Of more interest to me are the god-concepts of mystics. That is, people who claim to have had a certain kind of mystical experience that most of them -- but not all of them -- describe as an experience of god. They tend to show sometimes remarkable similarities across cultures, times, and places.

For instance, there seems to be near universal agreement among mystics -- even the relatively few mystics who do not describe their experiences as experiences of god -- that they experienced a sense of oneness or of all things being one.

Another very common claim of such mystics is that their experience felt overwhelmingly "real" in much the same sense as we have a feeling or a sense that the tree in our yard is real -- but a "thousand times" greater than that. "More real than real", I've sometimes heard.

There is nearly as much agreement among mystics about having a sense they were dealing with something infinite.

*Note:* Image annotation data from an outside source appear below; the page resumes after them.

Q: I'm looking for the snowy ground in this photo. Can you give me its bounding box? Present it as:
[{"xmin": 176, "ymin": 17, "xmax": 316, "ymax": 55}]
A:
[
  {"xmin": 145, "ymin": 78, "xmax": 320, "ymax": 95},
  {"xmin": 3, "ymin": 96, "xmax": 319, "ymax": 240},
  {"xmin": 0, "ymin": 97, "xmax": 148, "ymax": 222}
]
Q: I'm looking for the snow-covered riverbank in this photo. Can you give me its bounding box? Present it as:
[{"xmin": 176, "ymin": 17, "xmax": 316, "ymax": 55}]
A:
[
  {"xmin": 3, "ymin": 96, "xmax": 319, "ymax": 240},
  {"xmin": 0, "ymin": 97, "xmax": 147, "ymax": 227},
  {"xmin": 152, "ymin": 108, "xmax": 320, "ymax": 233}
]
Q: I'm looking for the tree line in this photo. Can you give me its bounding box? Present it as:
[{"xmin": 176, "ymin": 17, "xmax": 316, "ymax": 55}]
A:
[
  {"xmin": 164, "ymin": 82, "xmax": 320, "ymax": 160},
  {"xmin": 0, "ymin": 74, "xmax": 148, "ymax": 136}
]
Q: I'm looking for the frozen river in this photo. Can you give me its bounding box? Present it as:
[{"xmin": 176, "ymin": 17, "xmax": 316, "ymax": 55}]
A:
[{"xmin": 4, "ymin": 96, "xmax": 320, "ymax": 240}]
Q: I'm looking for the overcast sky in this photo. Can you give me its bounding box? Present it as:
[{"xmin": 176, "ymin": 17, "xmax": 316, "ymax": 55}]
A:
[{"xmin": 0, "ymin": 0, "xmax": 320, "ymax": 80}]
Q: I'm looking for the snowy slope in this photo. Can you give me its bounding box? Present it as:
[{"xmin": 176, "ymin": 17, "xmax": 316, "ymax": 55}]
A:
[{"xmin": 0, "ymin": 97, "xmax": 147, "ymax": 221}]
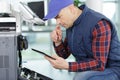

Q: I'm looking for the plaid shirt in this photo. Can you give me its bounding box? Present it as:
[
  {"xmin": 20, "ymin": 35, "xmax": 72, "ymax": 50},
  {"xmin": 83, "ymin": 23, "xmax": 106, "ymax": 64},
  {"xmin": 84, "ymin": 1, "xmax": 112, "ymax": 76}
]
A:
[{"xmin": 54, "ymin": 20, "xmax": 111, "ymax": 72}]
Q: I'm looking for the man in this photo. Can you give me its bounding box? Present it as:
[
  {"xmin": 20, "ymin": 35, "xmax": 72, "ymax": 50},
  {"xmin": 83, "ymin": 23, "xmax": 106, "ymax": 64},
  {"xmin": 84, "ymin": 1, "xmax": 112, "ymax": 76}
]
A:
[{"xmin": 44, "ymin": 0, "xmax": 120, "ymax": 80}]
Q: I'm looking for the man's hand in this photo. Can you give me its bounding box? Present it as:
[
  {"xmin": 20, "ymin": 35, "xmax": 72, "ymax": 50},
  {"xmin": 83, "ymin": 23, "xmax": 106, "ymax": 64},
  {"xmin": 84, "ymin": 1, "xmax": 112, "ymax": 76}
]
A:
[
  {"xmin": 45, "ymin": 55, "xmax": 69, "ymax": 70},
  {"xmin": 50, "ymin": 26, "xmax": 62, "ymax": 46}
]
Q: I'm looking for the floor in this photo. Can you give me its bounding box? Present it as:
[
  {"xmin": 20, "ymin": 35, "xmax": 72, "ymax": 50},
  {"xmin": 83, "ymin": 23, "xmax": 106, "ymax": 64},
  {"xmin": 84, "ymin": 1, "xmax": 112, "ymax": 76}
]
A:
[{"xmin": 23, "ymin": 60, "xmax": 75, "ymax": 80}]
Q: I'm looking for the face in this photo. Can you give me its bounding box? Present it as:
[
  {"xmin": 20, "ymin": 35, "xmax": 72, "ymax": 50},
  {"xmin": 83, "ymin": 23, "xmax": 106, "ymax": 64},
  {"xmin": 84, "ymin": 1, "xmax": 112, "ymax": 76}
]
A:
[{"xmin": 55, "ymin": 7, "xmax": 74, "ymax": 28}]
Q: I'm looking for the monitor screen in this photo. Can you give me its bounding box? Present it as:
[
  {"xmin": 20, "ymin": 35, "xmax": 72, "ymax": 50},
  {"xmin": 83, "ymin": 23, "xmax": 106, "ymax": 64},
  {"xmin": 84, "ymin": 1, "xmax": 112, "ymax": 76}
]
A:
[{"xmin": 28, "ymin": 0, "xmax": 45, "ymax": 19}]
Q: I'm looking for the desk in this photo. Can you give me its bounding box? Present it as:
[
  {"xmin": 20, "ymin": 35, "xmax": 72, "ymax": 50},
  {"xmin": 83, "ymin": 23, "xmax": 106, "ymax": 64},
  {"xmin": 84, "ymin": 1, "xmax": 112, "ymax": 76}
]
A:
[{"xmin": 23, "ymin": 60, "xmax": 75, "ymax": 80}]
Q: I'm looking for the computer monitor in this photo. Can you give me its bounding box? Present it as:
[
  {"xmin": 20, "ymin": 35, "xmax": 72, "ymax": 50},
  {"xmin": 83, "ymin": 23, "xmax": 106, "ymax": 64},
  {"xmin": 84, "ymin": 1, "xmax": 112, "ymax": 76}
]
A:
[
  {"xmin": 28, "ymin": 1, "xmax": 45, "ymax": 19},
  {"xmin": 20, "ymin": 2, "xmax": 44, "ymax": 24}
]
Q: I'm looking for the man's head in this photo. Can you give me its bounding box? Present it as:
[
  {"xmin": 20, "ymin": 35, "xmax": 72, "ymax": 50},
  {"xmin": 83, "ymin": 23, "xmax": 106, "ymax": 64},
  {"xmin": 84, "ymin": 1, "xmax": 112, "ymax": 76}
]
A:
[{"xmin": 43, "ymin": 0, "xmax": 81, "ymax": 28}]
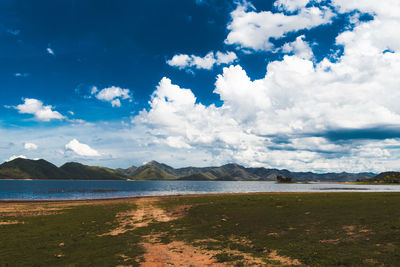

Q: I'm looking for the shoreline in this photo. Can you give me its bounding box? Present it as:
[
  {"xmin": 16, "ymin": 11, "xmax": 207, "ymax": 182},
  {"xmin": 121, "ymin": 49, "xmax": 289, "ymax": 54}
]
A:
[{"xmin": 0, "ymin": 191, "xmax": 400, "ymax": 204}]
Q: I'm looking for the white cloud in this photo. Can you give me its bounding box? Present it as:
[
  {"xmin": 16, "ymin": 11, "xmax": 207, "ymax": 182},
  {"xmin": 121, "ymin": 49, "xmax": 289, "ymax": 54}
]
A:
[
  {"xmin": 91, "ymin": 86, "xmax": 131, "ymax": 107},
  {"xmin": 0, "ymin": 0, "xmax": 400, "ymax": 172},
  {"xmin": 14, "ymin": 72, "xmax": 30, "ymax": 78},
  {"xmin": 6, "ymin": 155, "xmax": 27, "ymax": 161},
  {"xmin": 274, "ymin": 0, "xmax": 309, "ymax": 12},
  {"xmin": 225, "ymin": 1, "xmax": 334, "ymax": 51},
  {"xmin": 24, "ymin": 143, "xmax": 38, "ymax": 150},
  {"xmin": 282, "ymin": 35, "xmax": 314, "ymax": 59},
  {"xmin": 14, "ymin": 98, "xmax": 65, "ymax": 122},
  {"xmin": 167, "ymin": 51, "xmax": 237, "ymax": 70},
  {"xmin": 65, "ymin": 139, "xmax": 100, "ymax": 157},
  {"xmin": 46, "ymin": 47, "xmax": 56, "ymax": 56},
  {"xmin": 133, "ymin": 1, "xmax": 400, "ymax": 172},
  {"xmin": 167, "ymin": 54, "xmax": 192, "ymax": 69}
]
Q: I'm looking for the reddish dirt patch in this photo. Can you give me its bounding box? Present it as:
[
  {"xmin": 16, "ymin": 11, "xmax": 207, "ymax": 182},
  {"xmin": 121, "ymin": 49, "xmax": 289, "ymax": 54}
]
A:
[
  {"xmin": 268, "ymin": 250, "xmax": 301, "ymax": 266},
  {"xmin": 140, "ymin": 238, "xmax": 228, "ymax": 267},
  {"xmin": 319, "ymin": 238, "xmax": 340, "ymax": 245},
  {"xmin": 101, "ymin": 198, "xmax": 189, "ymax": 236},
  {"xmin": 0, "ymin": 221, "xmax": 24, "ymax": 225}
]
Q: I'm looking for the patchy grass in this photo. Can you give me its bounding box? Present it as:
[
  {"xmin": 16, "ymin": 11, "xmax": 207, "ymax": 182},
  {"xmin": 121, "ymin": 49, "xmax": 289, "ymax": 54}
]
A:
[
  {"xmin": 0, "ymin": 204, "xmax": 143, "ymax": 266},
  {"xmin": 154, "ymin": 193, "xmax": 400, "ymax": 266},
  {"xmin": 0, "ymin": 193, "xmax": 400, "ymax": 266}
]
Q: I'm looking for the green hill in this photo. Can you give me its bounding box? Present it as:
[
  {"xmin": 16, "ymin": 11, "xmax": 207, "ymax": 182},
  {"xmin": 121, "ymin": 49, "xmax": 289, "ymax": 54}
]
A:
[
  {"xmin": 60, "ymin": 162, "xmax": 128, "ymax": 180},
  {"xmin": 0, "ymin": 158, "xmax": 67, "ymax": 179},
  {"xmin": 0, "ymin": 158, "xmax": 128, "ymax": 180}
]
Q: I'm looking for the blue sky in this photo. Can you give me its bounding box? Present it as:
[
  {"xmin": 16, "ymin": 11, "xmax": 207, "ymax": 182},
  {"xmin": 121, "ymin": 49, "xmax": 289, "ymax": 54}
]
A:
[{"xmin": 0, "ymin": 0, "xmax": 400, "ymax": 172}]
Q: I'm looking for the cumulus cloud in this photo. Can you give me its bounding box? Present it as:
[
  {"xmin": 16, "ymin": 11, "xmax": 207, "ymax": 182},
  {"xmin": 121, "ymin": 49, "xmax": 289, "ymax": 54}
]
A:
[
  {"xmin": 274, "ymin": 0, "xmax": 309, "ymax": 12},
  {"xmin": 65, "ymin": 139, "xmax": 101, "ymax": 157},
  {"xmin": 91, "ymin": 86, "xmax": 131, "ymax": 107},
  {"xmin": 14, "ymin": 98, "xmax": 65, "ymax": 122},
  {"xmin": 225, "ymin": 1, "xmax": 334, "ymax": 51},
  {"xmin": 133, "ymin": 0, "xmax": 400, "ymax": 172},
  {"xmin": 6, "ymin": 155, "xmax": 27, "ymax": 161},
  {"xmin": 14, "ymin": 72, "xmax": 30, "ymax": 78},
  {"xmin": 24, "ymin": 143, "xmax": 38, "ymax": 150},
  {"xmin": 46, "ymin": 47, "xmax": 56, "ymax": 56},
  {"xmin": 282, "ymin": 35, "xmax": 314, "ymax": 59},
  {"xmin": 167, "ymin": 51, "xmax": 237, "ymax": 70}
]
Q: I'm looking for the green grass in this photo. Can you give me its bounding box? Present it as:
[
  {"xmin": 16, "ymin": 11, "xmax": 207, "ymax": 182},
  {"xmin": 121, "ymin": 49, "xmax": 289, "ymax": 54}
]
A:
[
  {"xmin": 0, "ymin": 193, "xmax": 400, "ymax": 266},
  {"xmin": 158, "ymin": 193, "xmax": 400, "ymax": 266},
  {"xmin": 0, "ymin": 204, "xmax": 143, "ymax": 266}
]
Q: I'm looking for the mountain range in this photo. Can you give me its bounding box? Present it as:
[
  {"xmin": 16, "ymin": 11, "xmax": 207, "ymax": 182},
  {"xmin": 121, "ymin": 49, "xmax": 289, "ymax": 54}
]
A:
[{"xmin": 0, "ymin": 158, "xmax": 375, "ymax": 182}]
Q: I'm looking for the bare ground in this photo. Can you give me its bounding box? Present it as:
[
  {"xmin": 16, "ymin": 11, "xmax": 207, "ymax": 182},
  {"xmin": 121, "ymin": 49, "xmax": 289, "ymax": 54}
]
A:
[{"xmin": 0, "ymin": 197, "xmax": 301, "ymax": 267}]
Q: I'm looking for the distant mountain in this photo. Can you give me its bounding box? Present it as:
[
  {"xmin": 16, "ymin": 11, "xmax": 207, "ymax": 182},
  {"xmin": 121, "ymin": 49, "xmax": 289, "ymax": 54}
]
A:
[
  {"xmin": 60, "ymin": 162, "xmax": 128, "ymax": 180},
  {"xmin": 0, "ymin": 158, "xmax": 128, "ymax": 180},
  {"xmin": 359, "ymin": 172, "xmax": 400, "ymax": 184},
  {"xmin": 124, "ymin": 160, "xmax": 177, "ymax": 180},
  {"xmin": 0, "ymin": 158, "xmax": 375, "ymax": 182}
]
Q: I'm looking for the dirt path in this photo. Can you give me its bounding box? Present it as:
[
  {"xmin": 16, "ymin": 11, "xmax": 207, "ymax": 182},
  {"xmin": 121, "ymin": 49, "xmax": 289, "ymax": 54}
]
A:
[
  {"xmin": 0, "ymin": 197, "xmax": 301, "ymax": 267},
  {"xmin": 102, "ymin": 198, "xmax": 300, "ymax": 267}
]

There is a bit less agreement that what was experienced was sentient. Some -- the mystics who claim to have experienced deity -- tend to say it was, but some -- those who either are not certain or who do not think it was actual deity -- tend to say it was not sentient.

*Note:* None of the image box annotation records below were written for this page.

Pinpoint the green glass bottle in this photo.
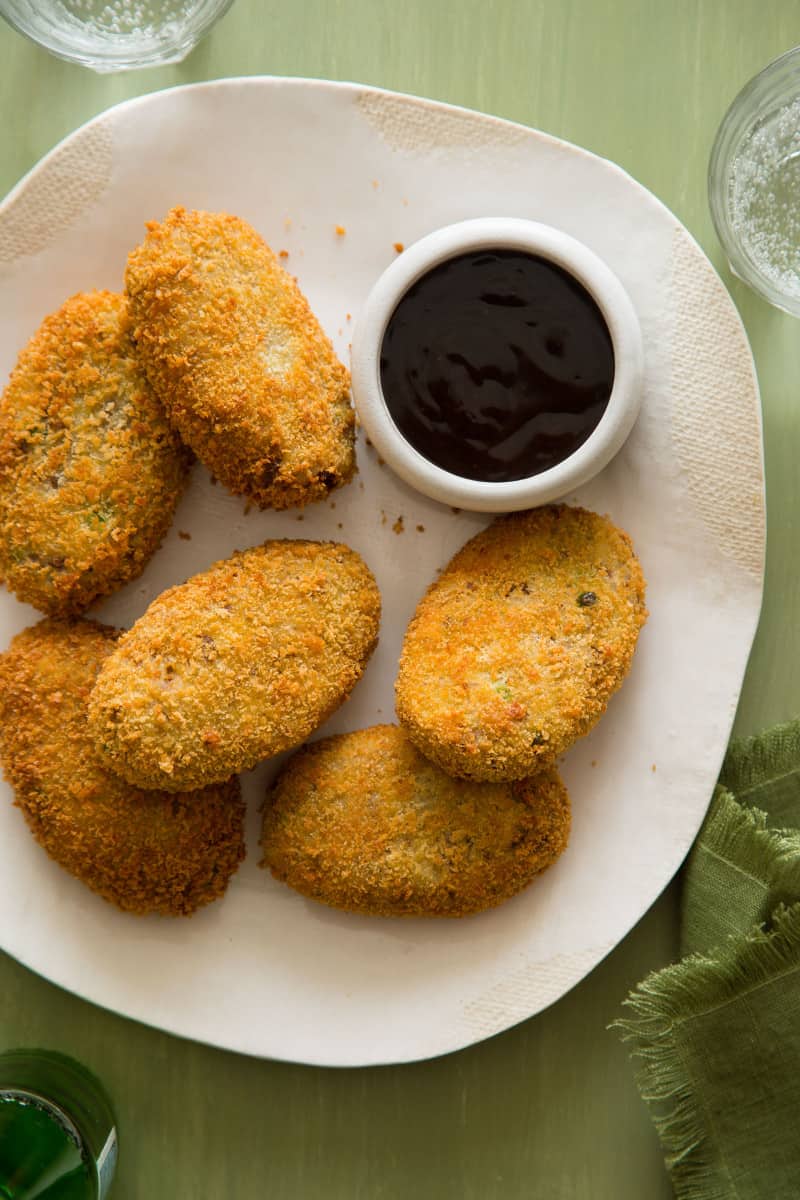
[0,1050,116,1200]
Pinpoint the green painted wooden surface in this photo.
[0,0,800,1200]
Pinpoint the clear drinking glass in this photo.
[709,47,800,317]
[0,1050,116,1200]
[0,0,233,72]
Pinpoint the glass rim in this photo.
[0,0,234,73]
[706,46,800,317]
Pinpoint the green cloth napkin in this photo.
[615,721,800,1200]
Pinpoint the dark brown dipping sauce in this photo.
[380,250,614,484]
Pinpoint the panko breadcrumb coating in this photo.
[89,541,380,791]
[0,620,245,916]
[396,505,646,780]
[0,292,191,616]
[261,725,570,917]
[125,208,355,509]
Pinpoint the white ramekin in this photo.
[350,217,644,512]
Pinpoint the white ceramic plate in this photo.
[0,78,764,1066]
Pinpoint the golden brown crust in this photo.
[0,620,245,916]
[89,541,380,790]
[261,725,570,917]
[0,292,191,616]
[396,505,646,780]
[125,208,355,509]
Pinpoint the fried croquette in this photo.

Somewhat less often, that the deity was loving or identical with love, that they experienced unsurpassed beauty and/or bliss, and so forth.

It goes on and on.

Contrary to some early scholars on the subject, mystical accounts of an experience of oneness or of all things being One are sometimes, but seldom enough, "pure" -- That is, devoid of any specific cultural influences or interpretations. But why precisely that is so is still open to reasonable debate.


Well-Known Member
I think the "experience of oneness" is red herring. As you say, many regard that as a psychological experience rather than a religious one: Thomas Merton, Ramanuja, the Zen masters, etc.

The concept of the divine is universal, but that of "God" as a supreme being is not. Many people experience gods, and some believe they have experienced "God", but I don't know anyone who's been approached by a being who self-identified as "God". Around the world, the concept may be present (Africa) or absent (Australia), gained (Romans), or lost (Aztec). I suspect it's a product of philosophical speculation.